Felt "Battlemaps" and 2D Terrain
This got me closer to my ideal for in-person play. Great for low prep, more sand-boxey games. DM Scotty of DMs Craft (
https://www.youtube.com/channel/UCF-i5kmuwyV6N3xi5z1TElg) was my guru for this. First, getting rid of grids is freeing. Instead, I created measuring sticks based on DM Scotty's advice. I bought some thin square dowels (the kind used for moulding or millwork) from home depot. I cut them into one foot lengths. The painted them tan. Then I measured and added lines every one inch. Then I painted every other one-inch section black, so there was alternating black and tan one-inch sections. Makes it so easy to measure out move distances. For really long distances I had a tailors measuring tape (cloth measuring tape instead of the less flexible metal), but rarely needed to use it.
Then I made a bunch of 2.5D terrain. See the DMs Craft videos to see more. But basically, using cheap supplies from Home Depot or a craft store, or just old junk cardboard boxes, I created a bunch of easily placed, movable, and storable generic terrain pieces for caves and caverns, wilderness, dungeons, etc. I also bought and backed on Kickstarter plastic 2D terrain pieces, magic tokens, area of effect templates, etc. My time became increasingly limited, so I never did as much terrain as I would have liked and would often find myself using whatever was laying around to setup a battle scene. So it was more theater of with aids.

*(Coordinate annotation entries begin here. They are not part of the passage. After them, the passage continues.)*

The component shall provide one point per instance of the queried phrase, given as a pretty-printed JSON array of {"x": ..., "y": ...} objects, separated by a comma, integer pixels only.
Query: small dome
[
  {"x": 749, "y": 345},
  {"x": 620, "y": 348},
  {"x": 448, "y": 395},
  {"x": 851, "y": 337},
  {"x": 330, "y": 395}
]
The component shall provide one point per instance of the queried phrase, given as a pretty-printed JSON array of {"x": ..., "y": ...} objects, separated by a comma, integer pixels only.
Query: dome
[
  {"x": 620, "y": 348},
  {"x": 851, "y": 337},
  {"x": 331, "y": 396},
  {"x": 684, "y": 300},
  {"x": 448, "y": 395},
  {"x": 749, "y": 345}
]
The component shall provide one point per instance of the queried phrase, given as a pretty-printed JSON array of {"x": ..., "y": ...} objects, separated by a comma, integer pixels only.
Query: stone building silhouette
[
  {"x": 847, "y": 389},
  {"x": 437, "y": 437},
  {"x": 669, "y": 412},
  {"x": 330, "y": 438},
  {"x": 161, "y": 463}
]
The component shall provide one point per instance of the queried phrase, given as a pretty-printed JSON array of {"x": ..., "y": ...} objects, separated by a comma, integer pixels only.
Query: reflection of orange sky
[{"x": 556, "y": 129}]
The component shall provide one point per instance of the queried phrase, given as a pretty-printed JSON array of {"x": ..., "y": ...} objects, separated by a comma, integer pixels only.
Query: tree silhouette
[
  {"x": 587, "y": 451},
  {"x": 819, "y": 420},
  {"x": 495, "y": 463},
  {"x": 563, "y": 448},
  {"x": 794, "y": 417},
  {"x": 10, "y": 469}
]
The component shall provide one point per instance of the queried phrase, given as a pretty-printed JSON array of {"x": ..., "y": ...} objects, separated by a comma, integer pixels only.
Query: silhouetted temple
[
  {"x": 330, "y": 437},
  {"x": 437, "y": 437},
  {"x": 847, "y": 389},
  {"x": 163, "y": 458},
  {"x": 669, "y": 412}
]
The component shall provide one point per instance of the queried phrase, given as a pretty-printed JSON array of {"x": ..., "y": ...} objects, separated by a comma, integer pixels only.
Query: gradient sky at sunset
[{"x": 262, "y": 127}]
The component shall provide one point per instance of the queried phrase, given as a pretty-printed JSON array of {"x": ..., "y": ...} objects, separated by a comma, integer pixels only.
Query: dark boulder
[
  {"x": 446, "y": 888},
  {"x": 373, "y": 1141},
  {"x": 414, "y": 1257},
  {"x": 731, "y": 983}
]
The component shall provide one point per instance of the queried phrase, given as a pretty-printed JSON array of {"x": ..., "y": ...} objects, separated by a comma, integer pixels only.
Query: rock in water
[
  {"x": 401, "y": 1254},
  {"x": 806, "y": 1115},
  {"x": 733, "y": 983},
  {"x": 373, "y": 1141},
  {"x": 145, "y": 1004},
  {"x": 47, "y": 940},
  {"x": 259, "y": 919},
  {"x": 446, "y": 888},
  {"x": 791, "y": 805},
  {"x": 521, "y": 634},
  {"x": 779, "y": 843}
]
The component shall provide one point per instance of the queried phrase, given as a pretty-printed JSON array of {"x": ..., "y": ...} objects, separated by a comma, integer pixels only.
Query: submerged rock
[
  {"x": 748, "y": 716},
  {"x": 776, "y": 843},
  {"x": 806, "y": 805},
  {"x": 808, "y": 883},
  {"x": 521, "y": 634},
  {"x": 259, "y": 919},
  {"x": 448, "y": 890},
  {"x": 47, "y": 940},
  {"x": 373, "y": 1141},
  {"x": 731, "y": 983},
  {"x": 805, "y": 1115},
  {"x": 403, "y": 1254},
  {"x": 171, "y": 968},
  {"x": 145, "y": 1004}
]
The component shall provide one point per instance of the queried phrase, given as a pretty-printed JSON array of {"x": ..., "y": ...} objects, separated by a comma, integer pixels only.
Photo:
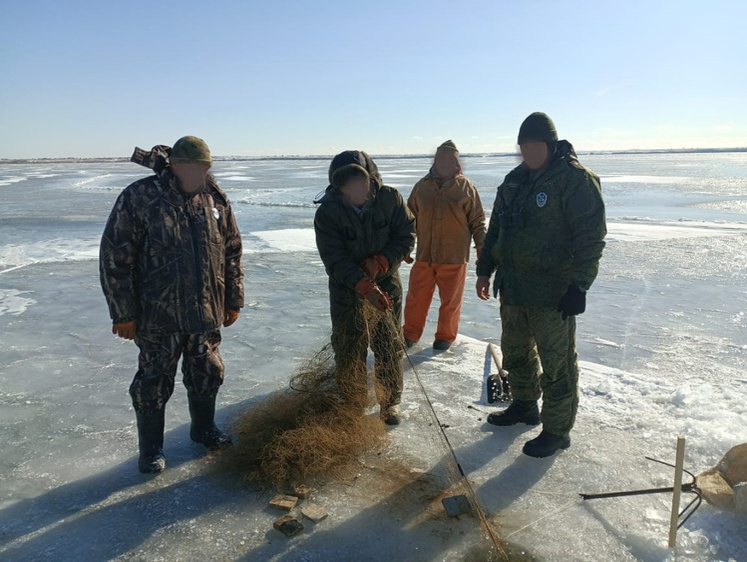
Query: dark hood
[{"x": 356, "y": 158}]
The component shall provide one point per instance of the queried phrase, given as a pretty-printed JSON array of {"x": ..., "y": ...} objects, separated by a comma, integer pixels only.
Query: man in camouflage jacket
[
  {"x": 170, "y": 263},
  {"x": 362, "y": 244},
  {"x": 544, "y": 244}
]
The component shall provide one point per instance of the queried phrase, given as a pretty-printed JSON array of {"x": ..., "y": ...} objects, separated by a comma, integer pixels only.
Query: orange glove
[
  {"x": 375, "y": 265},
  {"x": 230, "y": 317},
  {"x": 124, "y": 330},
  {"x": 483, "y": 287},
  {"x": 374, "y": 295}
]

But the BEST low-cost aid was buying felt in various colors. Green, different browns, etc. I could lay down a big sheet of green felt, dropp some 2D or 3D terrain pieces for trees, rocks, etc. and be good to go for an outdoor combat.
In Person VTT
When I started my Rappan Athuk campaign, there were over 100 dungeon maps that I just wasn't going to be able to replicate with terrain pieces. So I bought a portable TV case from Collabrewate. It holds a TV display vertically, slightly elevated from the table (protect against spills) and has a plexiglass gover. It is in a nice wooden case with a handle. So I would stand it up as a TV on a dresser vertically between games, and during game It was placed vertically on the table. I would display the map using software that had fog of war. I started with Realmworks, then moved to Table Tools. But I've seen people do this with Fantasy Grounds as well.
This allowed me to pull up a map quickly, size it to display at one-inch scale, put minis on the display, and manually clear away fog of war as they went. It made prep so much easier that when I can start running in-person games again, this is what I'll continue using. It is much better than complicated projector setups, which just don't display as nicely, and which have no use outside of the game. When not playing games, I can use it as a TV. I can grab it and carry it to a friends house or game store. I can store it away easily. It is not exactly cheap, but much cheaper than special gaming tables. And if you need a TV anyway, spend some more money to make it into a portable gaming surface as well.